Rishi Sunak has managed to grab a fair few column inches with his call to end the sick note culture. With the number of folk off work long term now nudging a record three million, you can see his point.

However, the idea of transferring the decision whether to lay people off from GPs to specialist teams does sound more like a sound byte than a policy.

Where exactly will he find these, presumably, medically trained specialists? And with NHS waiting lists also at a record high, don’t they have enough to be getting on with as it is?

The fact that this story is unlikely to run and run points to a much bigger problem facing the Conservative party.

It’s so utterly beset with internal strife that actually making anything happen is proving increasingly problematic. Even Sunak’s hoped-for legacy issue of eventually phasing out smoking is indicative of precisely that.

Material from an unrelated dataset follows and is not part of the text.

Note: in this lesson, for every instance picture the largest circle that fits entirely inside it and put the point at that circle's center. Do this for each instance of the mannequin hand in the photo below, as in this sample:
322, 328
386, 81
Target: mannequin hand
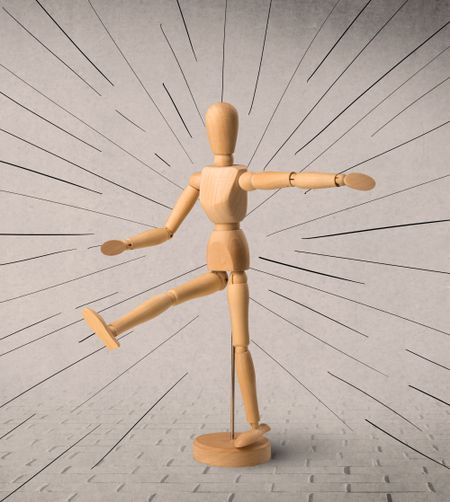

Yes, he did get it through parliament last week, but no, not without a significant protest vote from right-wing laissez faire rebels who’re gagging to get him out.

And all the time the unpalatable dish of sleaze stories is sizzling away, ripping chunks off what’s left of Tory credibility.

Since the last election they’ve had to chuck out ten of their male mates because of lurid tales of sexual naughty-naughtiness.

And now we have the totally weird set of allegations levelled at the MP Mark Menzies. The Defence Secretary has had to admit he is ‘potentially somebody who is quite troubled’. A glorious understatement if ever there was one.

Calling an elderly colleague in the middle of the night? Demanding money, because he’s been taken prisoner? Cue Lewis Carroll:

‘Curiouser and curiouser!’ Cried Alice, so much surprised, that for the moment she quite forgot how to speak good English.

The bottom line is, though, that the man stands accused of nicking fourteen grand out of party coffers to spend on his own medical expenses.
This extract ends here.